The emergency fund is there for one purpose only. To bail you out of a financial jam. If your car breaks down; if your house needs repairs; if your kids need a new pair of shoes… big or small, your emergency fund will give you the funds you need. What does this mean for your future wealth? Easy, you won’t have to dip into the savings you are building up for your future to bail yourself out.

3. Stop buying crap

Sorry to be so blunt, but you probably get our point. If you are forever spending money on items you don’t need, you will have less to spend on the ‘better things’ in your future. Seriously, how many pairs of shoes/chocolate bars/takeaways/useless knick-knacks do you actually need? Answer: you don’t need any of them (unless your shoes are in ruin), as they can be categorised as frivolous spending. You have genuine needs – and admittedly this can sometimes be a pair of shoes – so stop your ‘spend now worry later’ mentality. You will be in a stronger financial position in the future if you do.

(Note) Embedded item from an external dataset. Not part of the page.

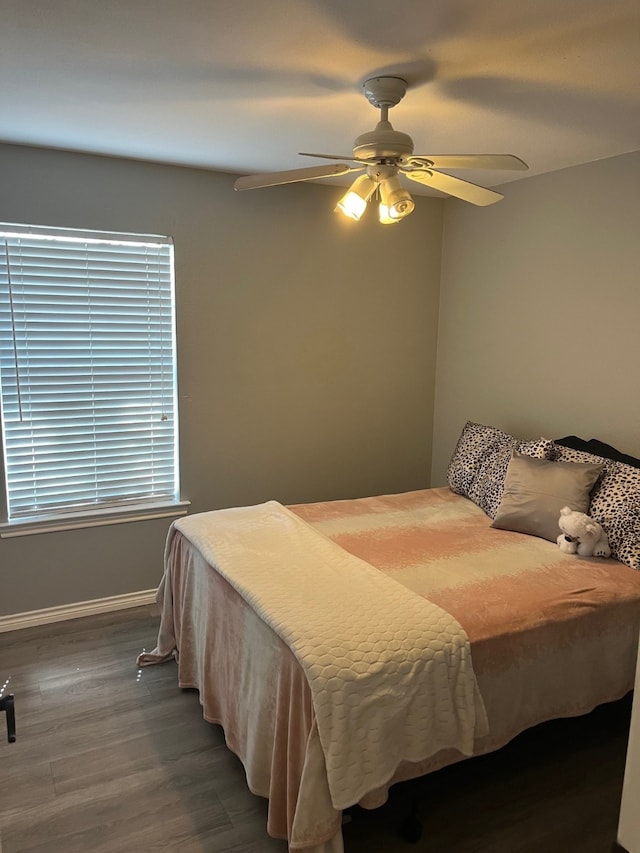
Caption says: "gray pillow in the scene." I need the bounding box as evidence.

4. Invest in your education

There are plenty of ways to invest your money, but education is certainly the most practical. A college course will improve your employability, and that can lead to a greater source of income. Picking up a few books on money matters is also a good idea, as you can get a better handle on your finances. Looking for investment advice is also useful – if you are going to invest in stocks and shares, real-estate, gold, peer lending, bitcoin, or whatever – investment opportunities where wealth can be made – you should find out all you can before you take the plunge. Otherwise, you are the dumbass we so cruelly classified you as earlier. More in the next point.

5. Reduce the risk of investment opportunities

Assuming you have educated yourself beforehand, you could look for investment opportunities to build your wealth. However, you need to understand the risks involved. You are effectively gambling your money in markets where prices can fluctuate, so you need to take care. Hiring an investment advisor is always your best bet (sorry for the pun), as they will give you any advice you need before you put any money down. There are other ways to minimise risks. If you’re thinking about trading, for example, we recommend you consider the demo tools offered by CMC Markets, which will give you a broader understanding of what’s involved before you start laying down actual cash. If you’re considering real-estate, look to invest in good locations, and remember the benefits of insurance. Diversify your investments too, giving you a greater chance of financial success – if one avenue doesn’t pay out, you may still increase your chances of wealth elsewhere.

Fortune favours the brave, or so the saying goes, but it also favours the smart. Use our advice as groundwork for your thinking, and then seek specific financial help – investment bankers, money advice services, financial planners etc. – to further increase your chances of wealth in the future. We wish you every success!